I think there's a type. You typed that if x and r are rational, then x+r is irrational. This is of course false. Did you mean to say that if r is rational (and nonzero) and x is irrational, then x+r is irrational??

Let's assume you meant that.

I'm not going to say your proof is wrong, but it's very weird. First of all, you spend your entire time proving that x+r is in $\mathbb{R}$. I really don't see the point of this.

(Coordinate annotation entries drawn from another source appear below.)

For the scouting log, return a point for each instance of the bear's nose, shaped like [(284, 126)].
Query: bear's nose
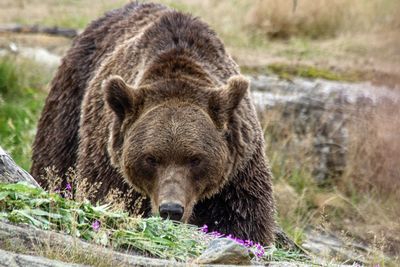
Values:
[(174, 211)]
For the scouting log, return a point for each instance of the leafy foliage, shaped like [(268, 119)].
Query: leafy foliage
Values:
[(23, 203)]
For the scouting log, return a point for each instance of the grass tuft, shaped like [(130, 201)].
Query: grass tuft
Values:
[(101, 224)]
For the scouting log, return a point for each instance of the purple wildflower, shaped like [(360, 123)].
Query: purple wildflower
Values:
[(259, 250), (255, 248), (96, 225), (204, 229), (216, 234)]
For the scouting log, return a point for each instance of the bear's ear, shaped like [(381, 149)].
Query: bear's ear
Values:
[(120, 97), (223, 102)]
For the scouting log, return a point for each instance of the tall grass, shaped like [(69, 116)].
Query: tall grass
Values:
[(362, 201), (322, 18), (21, 100)]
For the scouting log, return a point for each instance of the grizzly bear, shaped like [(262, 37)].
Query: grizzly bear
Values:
[(148, 99)]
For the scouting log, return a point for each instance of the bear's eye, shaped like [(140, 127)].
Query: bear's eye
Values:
[(151, 160), (195, 161)]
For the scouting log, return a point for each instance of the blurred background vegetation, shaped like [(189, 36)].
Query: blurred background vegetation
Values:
[(343, 40)]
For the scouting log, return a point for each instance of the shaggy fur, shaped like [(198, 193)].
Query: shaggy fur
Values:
[(147, 98)]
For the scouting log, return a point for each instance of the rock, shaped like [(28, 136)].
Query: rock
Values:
[(30, 239), (327, 244), (318, 109), (224, 251), (10, 172), (10, 259)]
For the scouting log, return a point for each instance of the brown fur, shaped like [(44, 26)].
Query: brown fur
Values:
[(154, 100)]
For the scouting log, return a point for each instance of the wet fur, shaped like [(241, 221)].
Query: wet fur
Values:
[(150, 47)]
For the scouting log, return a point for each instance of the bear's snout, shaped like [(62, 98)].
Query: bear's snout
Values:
[(173, 211)]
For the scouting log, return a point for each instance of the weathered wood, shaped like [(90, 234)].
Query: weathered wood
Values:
[(36, 29), (11, 259), (28, 238), (10, 172)]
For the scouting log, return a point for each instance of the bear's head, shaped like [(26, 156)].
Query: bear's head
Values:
[(170, 139)]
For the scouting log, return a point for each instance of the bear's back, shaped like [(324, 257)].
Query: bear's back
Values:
[(56, 141)]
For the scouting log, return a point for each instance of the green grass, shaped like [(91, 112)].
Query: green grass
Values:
[(21, 101), (23, 203), (289, 71)]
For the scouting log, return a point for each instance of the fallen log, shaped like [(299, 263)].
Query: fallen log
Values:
[(10, 172), (36, 29), (28, 238)]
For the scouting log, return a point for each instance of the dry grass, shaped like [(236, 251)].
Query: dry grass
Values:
[(362, 202), (321, 18)]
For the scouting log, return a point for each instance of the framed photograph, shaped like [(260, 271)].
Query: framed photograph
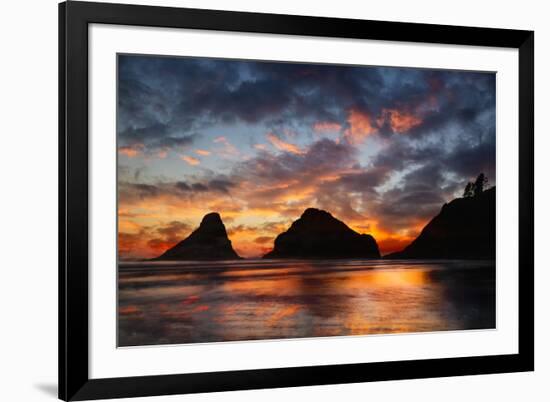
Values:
[(258, 201)]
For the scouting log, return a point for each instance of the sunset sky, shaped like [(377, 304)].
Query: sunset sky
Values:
[(380, 148)]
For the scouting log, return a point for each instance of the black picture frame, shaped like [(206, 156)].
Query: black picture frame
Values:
[(74, 381)]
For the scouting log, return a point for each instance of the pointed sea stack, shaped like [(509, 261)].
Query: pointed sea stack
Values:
[(464, 229), (318, 235), (208, 242)]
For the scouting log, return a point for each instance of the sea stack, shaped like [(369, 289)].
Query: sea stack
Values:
[(208, 242), (464, 229), (318, 235)]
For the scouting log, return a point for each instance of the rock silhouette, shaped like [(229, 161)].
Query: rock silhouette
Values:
[(317, 234), (208, 242), (464, 229)]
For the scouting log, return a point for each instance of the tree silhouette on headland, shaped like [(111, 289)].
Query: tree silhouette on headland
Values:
[(476, 188)]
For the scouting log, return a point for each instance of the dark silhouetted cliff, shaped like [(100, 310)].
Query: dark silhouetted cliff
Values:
[(317, 234), (464, 229), (208, 242)]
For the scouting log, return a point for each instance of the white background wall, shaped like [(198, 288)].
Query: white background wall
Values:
[(28, 199)]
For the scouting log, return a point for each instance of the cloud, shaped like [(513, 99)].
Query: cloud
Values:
[(282, 145), (131, 151), (326, 126), (190, 160), (428, 131), (360, 127), (228, 150), (399, 121)]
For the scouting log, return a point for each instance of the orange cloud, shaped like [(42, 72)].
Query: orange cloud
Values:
[(190, 160), (284, 146), (400, 122), (326, 126), (360, 127), (131, 151)]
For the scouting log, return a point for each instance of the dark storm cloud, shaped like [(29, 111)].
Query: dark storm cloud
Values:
[(163, 100), (140, 191)]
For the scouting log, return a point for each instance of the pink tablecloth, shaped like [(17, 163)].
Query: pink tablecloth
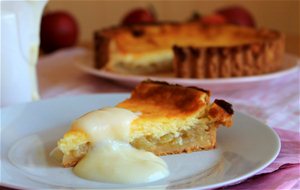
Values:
[(276, 103)]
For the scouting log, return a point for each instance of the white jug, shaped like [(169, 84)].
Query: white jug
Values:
[(20, 39)]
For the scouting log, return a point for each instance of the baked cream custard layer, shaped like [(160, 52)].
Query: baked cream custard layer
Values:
[(121, 144), (110, 157)]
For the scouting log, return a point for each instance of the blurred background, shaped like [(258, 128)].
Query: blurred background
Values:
[(92, 15)]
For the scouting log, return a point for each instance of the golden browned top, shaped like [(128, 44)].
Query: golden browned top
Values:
[(146, 38), (159, 99), (165, 108)]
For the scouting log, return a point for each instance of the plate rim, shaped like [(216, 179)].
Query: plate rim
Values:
[(86, 67), (220, 184)]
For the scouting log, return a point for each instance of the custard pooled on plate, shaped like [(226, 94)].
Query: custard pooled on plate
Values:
[(171, 119)]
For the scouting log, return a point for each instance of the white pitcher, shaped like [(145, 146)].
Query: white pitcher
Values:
[(20, 39)]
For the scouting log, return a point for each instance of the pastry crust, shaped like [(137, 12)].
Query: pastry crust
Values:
[(189, 50), (172, 119)]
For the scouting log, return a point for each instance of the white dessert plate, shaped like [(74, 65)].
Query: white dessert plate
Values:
[(291, 64), (30, 131)]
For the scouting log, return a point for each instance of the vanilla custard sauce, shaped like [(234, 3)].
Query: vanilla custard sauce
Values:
[(111, 157)]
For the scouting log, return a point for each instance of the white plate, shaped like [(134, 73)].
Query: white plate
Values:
[(291, 63), (30, 131)]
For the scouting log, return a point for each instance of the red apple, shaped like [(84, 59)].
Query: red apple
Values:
[(214, 19), (237, 15), (139, 15), (58, 30)]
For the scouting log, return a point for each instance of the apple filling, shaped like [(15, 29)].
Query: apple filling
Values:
[(185, 141)]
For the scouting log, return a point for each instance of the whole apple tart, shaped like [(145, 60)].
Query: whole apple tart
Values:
[(189, 50)]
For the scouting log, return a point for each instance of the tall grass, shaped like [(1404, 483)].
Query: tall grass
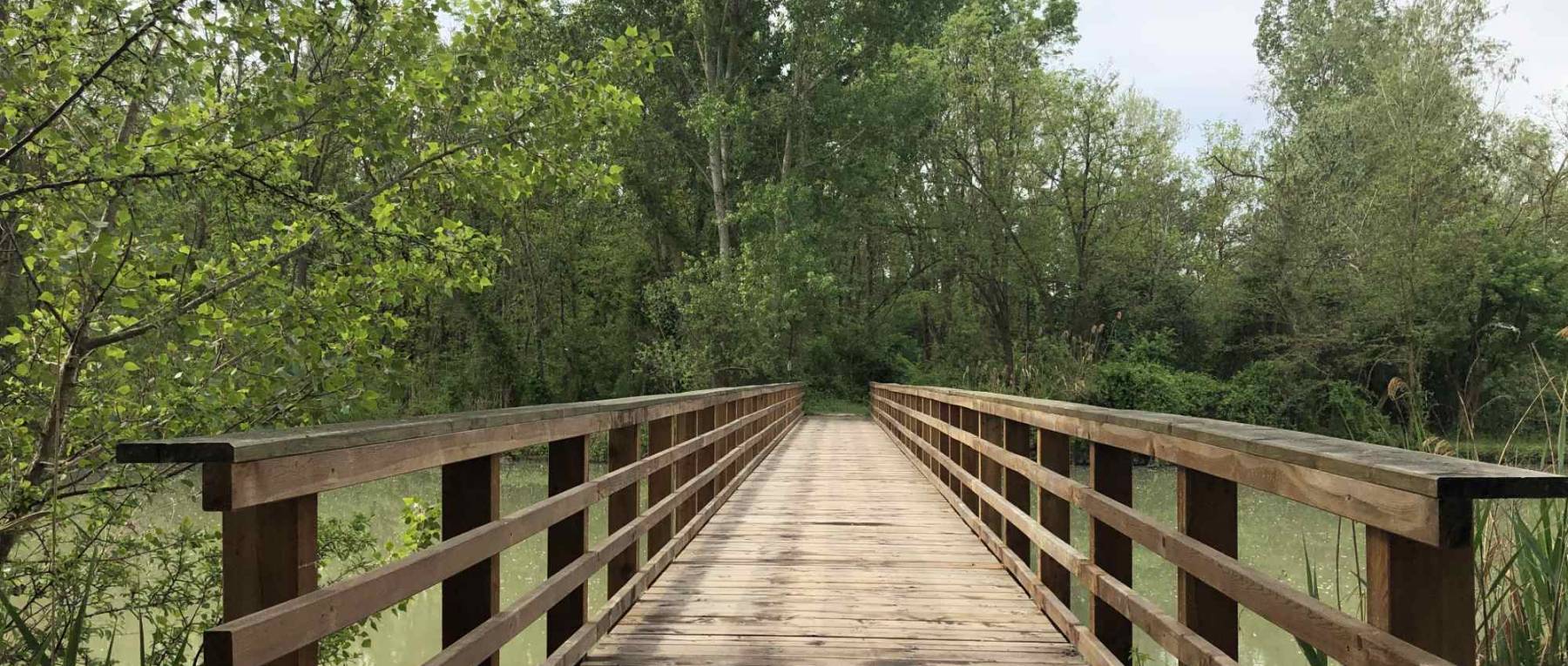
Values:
[(1523, 554)]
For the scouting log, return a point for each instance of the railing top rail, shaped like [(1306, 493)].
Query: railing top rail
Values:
[(1416, 472), (264, 444)]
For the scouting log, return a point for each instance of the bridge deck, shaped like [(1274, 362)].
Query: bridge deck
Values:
[(835, 550)]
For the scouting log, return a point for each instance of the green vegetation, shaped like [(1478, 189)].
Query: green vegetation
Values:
[(266, 213)]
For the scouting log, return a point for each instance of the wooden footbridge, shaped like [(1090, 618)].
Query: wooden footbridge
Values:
[(933, 533)]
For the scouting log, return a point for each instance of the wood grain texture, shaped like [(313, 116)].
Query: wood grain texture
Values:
[(470, 499), (1348, 640), (835, 550), (1383, 466), (566, 540), (625, 448), (268, 558), (1423, 595), (1206, 511), (1164, 629)]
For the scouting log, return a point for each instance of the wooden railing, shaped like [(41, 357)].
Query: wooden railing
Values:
[(988, 454), (700, 447)]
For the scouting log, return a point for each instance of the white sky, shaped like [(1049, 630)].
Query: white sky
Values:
[(1197, 57)]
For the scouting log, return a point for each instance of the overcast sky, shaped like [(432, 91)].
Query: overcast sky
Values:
[(1197, 55)]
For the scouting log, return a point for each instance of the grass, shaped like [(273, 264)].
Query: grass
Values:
[(1534, 454), (835, 405)]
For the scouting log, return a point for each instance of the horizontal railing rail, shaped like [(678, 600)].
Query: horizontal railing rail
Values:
[(991, 454), (700, 447)]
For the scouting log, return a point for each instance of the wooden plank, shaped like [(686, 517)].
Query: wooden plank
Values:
[(662, 433), (1111, 475), (566, 540), (262, 444), (470, 499), (268, 556), (1348, 640), (1423, 595), (1401, 511), (625, 448), (686, 469), (1019, 441), (706, 419), (833, 538), (1410, 470), (511, 621), (1206, 511), (1056, 515), (1164, 629), (993, 430)]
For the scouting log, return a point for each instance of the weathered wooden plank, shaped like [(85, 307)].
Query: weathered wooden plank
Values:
[(511, 621), (1385, 466), (566, 540), (1423, 595), (1056, 515), (268, 558), (1111, 550), (1401, 511), (1342, 636), (1206, 511), (470, 499), (625, 448), (835, 538)]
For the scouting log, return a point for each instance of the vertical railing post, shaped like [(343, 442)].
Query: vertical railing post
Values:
[(1019, 441), (268, 556), (566, 540), (707, 419), (625, 450), (1056, 515), (660, 436), (1426, 595), (993, 430), (1206, 511), (1111, 474), (470, 499)]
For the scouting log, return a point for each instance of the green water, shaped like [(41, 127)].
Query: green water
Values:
[(1272, 538)]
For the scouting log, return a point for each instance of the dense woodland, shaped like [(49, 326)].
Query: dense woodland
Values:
[(223, 215)]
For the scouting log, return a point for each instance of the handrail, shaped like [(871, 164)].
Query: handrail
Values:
[(988, 452), (700, 447)]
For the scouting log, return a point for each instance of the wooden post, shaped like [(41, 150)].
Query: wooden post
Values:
[(470, 499), (707, 417), (1206, 511), (566, 540), (1426, 595), (268, 556), (1056, 515), (686, 470), (625, 448), (993, 430), (1111, 474), (952, 415), (971, 458), (660, 436), (1019, 441)]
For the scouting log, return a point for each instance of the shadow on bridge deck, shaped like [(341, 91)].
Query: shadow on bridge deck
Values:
[(835, 550)]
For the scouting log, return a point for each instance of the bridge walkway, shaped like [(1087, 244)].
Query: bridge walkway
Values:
[(835, 550)]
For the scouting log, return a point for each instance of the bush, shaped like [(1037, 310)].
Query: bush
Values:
[(1156, 387)]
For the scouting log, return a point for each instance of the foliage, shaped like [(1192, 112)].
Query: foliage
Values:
[(272, 213)]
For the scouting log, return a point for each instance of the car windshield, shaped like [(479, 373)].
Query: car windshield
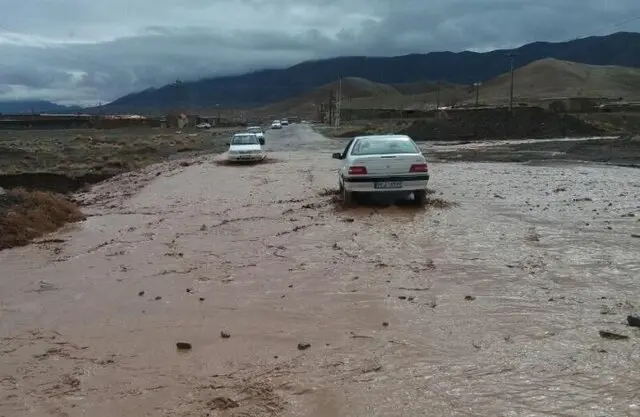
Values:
[(244, 140), (381, 146)]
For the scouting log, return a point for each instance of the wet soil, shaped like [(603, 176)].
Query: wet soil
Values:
[(622, 151), (65, 161), (491, 306)]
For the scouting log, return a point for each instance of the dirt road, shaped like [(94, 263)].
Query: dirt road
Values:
[(491, 307)]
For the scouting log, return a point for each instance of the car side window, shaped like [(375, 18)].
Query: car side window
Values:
[(346, 149)]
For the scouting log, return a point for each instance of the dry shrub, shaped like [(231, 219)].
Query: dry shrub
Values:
[(26, 215)]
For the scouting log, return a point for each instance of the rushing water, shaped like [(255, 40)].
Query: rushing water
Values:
[(490, 307)]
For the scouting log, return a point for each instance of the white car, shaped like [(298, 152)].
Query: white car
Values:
[(258, 132), (245, 147), (383, 163)]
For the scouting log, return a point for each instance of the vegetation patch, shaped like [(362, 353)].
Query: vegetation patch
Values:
[(26, 215)]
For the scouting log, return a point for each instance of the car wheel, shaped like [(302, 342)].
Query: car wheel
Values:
[(420, 197), (347, 197)]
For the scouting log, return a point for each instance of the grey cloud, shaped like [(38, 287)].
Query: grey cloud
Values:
[(129, 46)]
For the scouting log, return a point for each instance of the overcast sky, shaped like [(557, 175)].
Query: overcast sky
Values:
[(83, 51)]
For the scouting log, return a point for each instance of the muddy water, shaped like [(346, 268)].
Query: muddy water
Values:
[(489, 308)]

And in the last line, you say "But since $x\notin \mathbb{Q}$, $x+r\notin\mathbb{Q}$ also". But this sentence is exactly what they asked you to prove! You should elaborate a bit on why this is true.

 

[bedi]

Ah, yes it's a typo. Thank you very much...

 

[jgens]

One quick comment: For set minus, you should write either $\mathbb{R} \setminus \mathbb{Q}$ or $\mathbb{R}-\mathbb{Q}$ instead of $\mathbb{R}/\mathbb{Q}$.

 

[bedi]

Yes I know but I'm new to latex and couldn't figure out how to use math tools yet

 

[jgens]

Yes I know but I'm new to latex and couldn't figure out how to use math tools yet

I see. Just use the "\setminus" command to get the slash facing the proper way.

 

[mathphys2]

You could use the contrapositive. The contrapositive of "A implies B" is "not B implies not A". The contrapositive is logically equivalent to the original statement.
Statement A:
R is rational AND X is irrational

Statement B:
RX is irrationalProof:
Suppose not B. So RX is rational. Assume (towards contradiction) that A is true. R must be rational also.
We can write:
RX=N1/N2.
R=N3/N4. (Notation: Let "N#" variables be integers.)

So,
X=RX/R
X=(N1/N2)/(N3/N4)=(N1*N4)/(N2*N3).
Thus, X is rational.

This contradicts A. Thus, A is false. We have shown Not B => Not A. Therefore, A => B.

The proof is very similar with R+X. The only real difference is in the italicized region.

Hope this helps.